John Trapp Complete Commentary
Habakkuk 2:19
Woe unto him that saith to the wood, Awake; to the dumb stone, Arise, it shall teach! Behold, it [is] laid over with gold and silver, and [there is] no breath at all in the midst of it.
Ver. 19. Woe unto him that saith to the wood, Awake] It is wood still, and yet he saith to it, Awake, Arise, &c., as if he would deny his own reason, and unman himself. When Hezekiah saw that such was the venom of the Israelitish idolatry, that the brazen serpent stung worse than the fiery, he pulled it down, and in contempt called it Nehushtan, that is, a piece of brass, 2 Kings 18:4. Pagnine rendereth it, aenusum. Marinus, aeniculum, that is, parum quid aeris, a little piece of sorry brass (Thes. Ling. Sanct.). The Jews to this day say that as long as they see the preacher direct his speech and prayer to that little wooden crucifix, that standeth in the pulpit by him, to call it his Lord and Saviour, to kneel to it, to embrace it, to kiss it, to weep upon it (as is the fashion of Italy), this is preaching sufficient for them; and persuadeth them more with the very sight of it to hate Christian religion, than any reason that the world can allege to love it. Woe, therefore, to those Popish idolaters, because of offences; destruction to them, that thus say to the wood, Awake, and
to the dumb stone, Arise] A prayer, fit to be preferred to God only, as Psa 35:23 who giveth not his glory to any other, nor his honour to graven images, Isaiah 42:8. He that is the right object of men's prayers must be omnipotent, omnipresent, omniscient, a God also in covenant with us, &c. Is any wood or stone so? Is it not inutile lignum, useless wood, a dead stock? Eben dumam, a dumb stone? Our English seems to come of the Hebrew.

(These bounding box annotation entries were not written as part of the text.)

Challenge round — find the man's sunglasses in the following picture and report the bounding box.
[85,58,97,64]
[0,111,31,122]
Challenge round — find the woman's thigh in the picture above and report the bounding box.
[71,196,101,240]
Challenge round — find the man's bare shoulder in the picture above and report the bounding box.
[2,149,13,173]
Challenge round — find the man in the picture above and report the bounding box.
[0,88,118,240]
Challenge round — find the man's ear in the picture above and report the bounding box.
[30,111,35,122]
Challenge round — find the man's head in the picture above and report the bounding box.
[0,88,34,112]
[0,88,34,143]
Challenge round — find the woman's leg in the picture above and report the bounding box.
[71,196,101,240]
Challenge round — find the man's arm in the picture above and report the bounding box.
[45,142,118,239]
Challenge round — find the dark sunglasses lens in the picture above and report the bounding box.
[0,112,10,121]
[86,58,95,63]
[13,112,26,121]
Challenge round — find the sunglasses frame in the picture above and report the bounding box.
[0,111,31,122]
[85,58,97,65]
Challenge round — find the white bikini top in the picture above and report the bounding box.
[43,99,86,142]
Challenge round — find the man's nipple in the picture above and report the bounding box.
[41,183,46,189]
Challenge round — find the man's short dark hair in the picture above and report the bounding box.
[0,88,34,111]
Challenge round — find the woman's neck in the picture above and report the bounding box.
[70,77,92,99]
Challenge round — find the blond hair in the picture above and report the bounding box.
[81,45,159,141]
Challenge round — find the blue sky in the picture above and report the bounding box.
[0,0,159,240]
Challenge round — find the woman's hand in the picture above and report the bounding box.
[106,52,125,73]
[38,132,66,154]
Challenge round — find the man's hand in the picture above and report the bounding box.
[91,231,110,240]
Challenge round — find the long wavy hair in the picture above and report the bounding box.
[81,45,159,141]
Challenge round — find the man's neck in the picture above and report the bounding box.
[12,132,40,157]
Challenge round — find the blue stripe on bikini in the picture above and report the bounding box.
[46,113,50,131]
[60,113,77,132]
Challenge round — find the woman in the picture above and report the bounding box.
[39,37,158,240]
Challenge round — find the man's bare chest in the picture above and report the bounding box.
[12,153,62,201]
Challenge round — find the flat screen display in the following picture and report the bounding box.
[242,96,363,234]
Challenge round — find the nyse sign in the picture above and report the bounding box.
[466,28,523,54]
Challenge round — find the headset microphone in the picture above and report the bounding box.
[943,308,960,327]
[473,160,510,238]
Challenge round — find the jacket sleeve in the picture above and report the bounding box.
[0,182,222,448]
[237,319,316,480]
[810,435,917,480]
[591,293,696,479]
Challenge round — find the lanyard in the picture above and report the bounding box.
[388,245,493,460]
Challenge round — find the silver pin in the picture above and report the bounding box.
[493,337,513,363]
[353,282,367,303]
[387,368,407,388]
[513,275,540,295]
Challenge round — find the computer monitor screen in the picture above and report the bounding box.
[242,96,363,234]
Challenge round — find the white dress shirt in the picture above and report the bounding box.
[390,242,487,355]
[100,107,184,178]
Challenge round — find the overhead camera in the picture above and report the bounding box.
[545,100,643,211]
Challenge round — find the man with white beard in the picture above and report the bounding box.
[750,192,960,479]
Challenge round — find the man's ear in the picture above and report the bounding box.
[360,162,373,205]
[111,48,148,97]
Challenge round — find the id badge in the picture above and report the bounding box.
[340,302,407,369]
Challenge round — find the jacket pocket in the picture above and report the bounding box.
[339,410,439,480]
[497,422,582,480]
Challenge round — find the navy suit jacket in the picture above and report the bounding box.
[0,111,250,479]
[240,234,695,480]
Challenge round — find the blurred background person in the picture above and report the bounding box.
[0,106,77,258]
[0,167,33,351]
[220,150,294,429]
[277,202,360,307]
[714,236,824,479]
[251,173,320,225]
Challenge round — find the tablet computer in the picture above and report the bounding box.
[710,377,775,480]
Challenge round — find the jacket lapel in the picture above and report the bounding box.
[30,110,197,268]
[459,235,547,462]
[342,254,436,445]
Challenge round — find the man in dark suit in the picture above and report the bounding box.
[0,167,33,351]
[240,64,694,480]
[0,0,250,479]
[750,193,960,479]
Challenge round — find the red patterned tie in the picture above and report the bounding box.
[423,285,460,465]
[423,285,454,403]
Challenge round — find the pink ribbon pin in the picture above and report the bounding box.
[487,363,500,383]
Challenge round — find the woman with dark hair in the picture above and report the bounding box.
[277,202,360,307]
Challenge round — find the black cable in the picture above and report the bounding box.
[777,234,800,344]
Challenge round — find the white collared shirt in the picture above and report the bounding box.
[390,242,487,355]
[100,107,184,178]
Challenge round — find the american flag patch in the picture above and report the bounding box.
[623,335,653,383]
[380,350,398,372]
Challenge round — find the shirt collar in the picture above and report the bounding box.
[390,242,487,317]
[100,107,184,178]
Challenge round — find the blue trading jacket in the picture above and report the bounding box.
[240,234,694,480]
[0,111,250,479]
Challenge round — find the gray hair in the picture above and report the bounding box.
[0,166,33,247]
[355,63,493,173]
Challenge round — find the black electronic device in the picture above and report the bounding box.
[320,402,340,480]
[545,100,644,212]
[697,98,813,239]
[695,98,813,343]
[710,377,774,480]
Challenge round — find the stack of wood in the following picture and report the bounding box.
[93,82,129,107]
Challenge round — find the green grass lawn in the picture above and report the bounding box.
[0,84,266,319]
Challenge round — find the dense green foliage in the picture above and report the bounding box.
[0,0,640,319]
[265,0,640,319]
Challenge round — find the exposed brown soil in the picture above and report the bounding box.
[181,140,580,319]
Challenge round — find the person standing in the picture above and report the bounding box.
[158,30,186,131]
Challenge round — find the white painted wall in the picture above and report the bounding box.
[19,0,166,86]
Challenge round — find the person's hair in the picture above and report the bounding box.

It shall teach] Dumb, and yet teach? Others read it as a question, Ipse doceat? Can it teach? What better lesson can ye learn from it than a lie? as Habakkuk 2:18. Bid adieu to it, therefore, as King Henry VIII did to the Pope (if he had done so to Popery too, it had been better for him) in his protestation against him. England is no more a babe, to be led and fed with lies -. Surely, except God take away our right wits, not only the Pope's authority shall be driven out for ever, but his name also shortly shall be forgotten in England. We will from henceforth ask counsel of him and his when we wish to be deceived, when we covet to be in error, when we desire to offend God, truth, and honesty.
Behold, it is laid over with gold and silver] q.d. Come and see, believe your own eyes at least, behold the matter, form, workmanship of this newly made god, and grow wiser. The rood of grace with all its trinkets, the blood of Hales (that notable impostor) was laid open at Paul's Cross by Cromwell, and there viewed and torn in pieces by the people.
There is no breath at all in the midst of it] No soul, not so much as that of a beast. O pulchrum caput, sed cerebrum non inest, said the ape in the fable, coming once into a carver's shop. The best thing that an image can teach a man is, that itself is dumb and dead; and that the maker thereof cannot give life and breath to it, much less a deity.